Do you have any particular eras or people who you would say have massively influenced your style?
I’ve always been a mega Cher fan. Lately, I’ve been channeling my female energy, so Cher is basically covering my Pinterest page. I’m super into exploring atm and challenging myself since that’s what I’m doing with my music right now. Collaborating with Wasima has also helped me trust my own intuition and style in fashion.
How did your relationship with fashion differ prior to becoming an artist versus now?
Prior to dropping music, I was basically in the studio or at my house all the time so it’s a big difference now that I perform and get to explore fashion for shows. My fashion sense has become bigger and especially since being around so many other creatives. I love dressing up for shows and being a performing artist has definitely made me intertwine fashion in my art.
What would you say would be your go-to outfit for both a relaxed, chilled day at home or the studio, and a high fashion event?
High black boots with low or no heels, shorts, tube top, and Maria Nilsdotter jewelry. And some cute nails. And I would wear my hair up. Never forget the hair.
Are there any bold fashion trends that you would love to experiment with that you haven’t done so yet?
I wouldn’t call it a fashion trend, but as a black girl I used to do a lot of protective hairstyles such as box braids, etcetera. I’ve been super into locs lately. Maybe this year y’all catch me looking like Halle Bailey in the mermaid movie.

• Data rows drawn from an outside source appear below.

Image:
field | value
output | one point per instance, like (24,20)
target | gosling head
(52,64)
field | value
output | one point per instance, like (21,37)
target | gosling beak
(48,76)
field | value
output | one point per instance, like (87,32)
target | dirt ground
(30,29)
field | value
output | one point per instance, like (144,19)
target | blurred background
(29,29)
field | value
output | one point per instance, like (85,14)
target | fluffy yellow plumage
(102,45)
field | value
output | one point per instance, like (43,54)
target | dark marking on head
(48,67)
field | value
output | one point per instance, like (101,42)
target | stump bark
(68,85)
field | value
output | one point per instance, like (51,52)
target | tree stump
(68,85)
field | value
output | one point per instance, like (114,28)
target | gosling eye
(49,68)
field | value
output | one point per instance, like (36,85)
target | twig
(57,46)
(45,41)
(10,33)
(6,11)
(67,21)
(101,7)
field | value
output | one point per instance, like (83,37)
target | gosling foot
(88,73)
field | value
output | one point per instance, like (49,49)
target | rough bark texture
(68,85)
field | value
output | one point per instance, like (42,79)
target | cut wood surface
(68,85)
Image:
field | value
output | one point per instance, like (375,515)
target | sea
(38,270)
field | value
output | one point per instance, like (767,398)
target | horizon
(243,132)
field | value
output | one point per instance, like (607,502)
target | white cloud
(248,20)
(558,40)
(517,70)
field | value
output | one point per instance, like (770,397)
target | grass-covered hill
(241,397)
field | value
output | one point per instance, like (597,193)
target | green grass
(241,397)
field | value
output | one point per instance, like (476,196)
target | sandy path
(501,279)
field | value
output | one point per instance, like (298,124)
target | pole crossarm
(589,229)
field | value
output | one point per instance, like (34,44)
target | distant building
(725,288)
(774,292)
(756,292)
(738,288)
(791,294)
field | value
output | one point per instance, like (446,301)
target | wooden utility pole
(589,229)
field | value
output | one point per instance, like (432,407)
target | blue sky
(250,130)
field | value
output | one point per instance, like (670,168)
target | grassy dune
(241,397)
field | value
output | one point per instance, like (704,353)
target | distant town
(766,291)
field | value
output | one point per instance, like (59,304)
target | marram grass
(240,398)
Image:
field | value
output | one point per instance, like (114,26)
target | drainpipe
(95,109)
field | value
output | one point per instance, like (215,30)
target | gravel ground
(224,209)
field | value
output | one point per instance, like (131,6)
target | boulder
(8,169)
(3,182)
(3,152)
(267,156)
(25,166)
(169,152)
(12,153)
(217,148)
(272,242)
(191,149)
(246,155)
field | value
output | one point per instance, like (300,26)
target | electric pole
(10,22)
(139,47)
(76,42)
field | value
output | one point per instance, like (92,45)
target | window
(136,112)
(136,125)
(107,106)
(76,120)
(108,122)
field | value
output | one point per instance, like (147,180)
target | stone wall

Finally, what can we expect next from Zikai — musically, visually, what’s on the horizon?
I’m releasing my third single from the EP in August. It’s a melancholic song about the past, or more specifically it’s about a particular year that I think a lot of people in my generation reminisce about. In the fall, I’ll release my EP, and I’ve been collaborating with Elle and Robin on some of the EP songs as well. I would say the sound is generally leaning toward the soulful “Super 8” vibe. I’m so excited for y’all to hear it!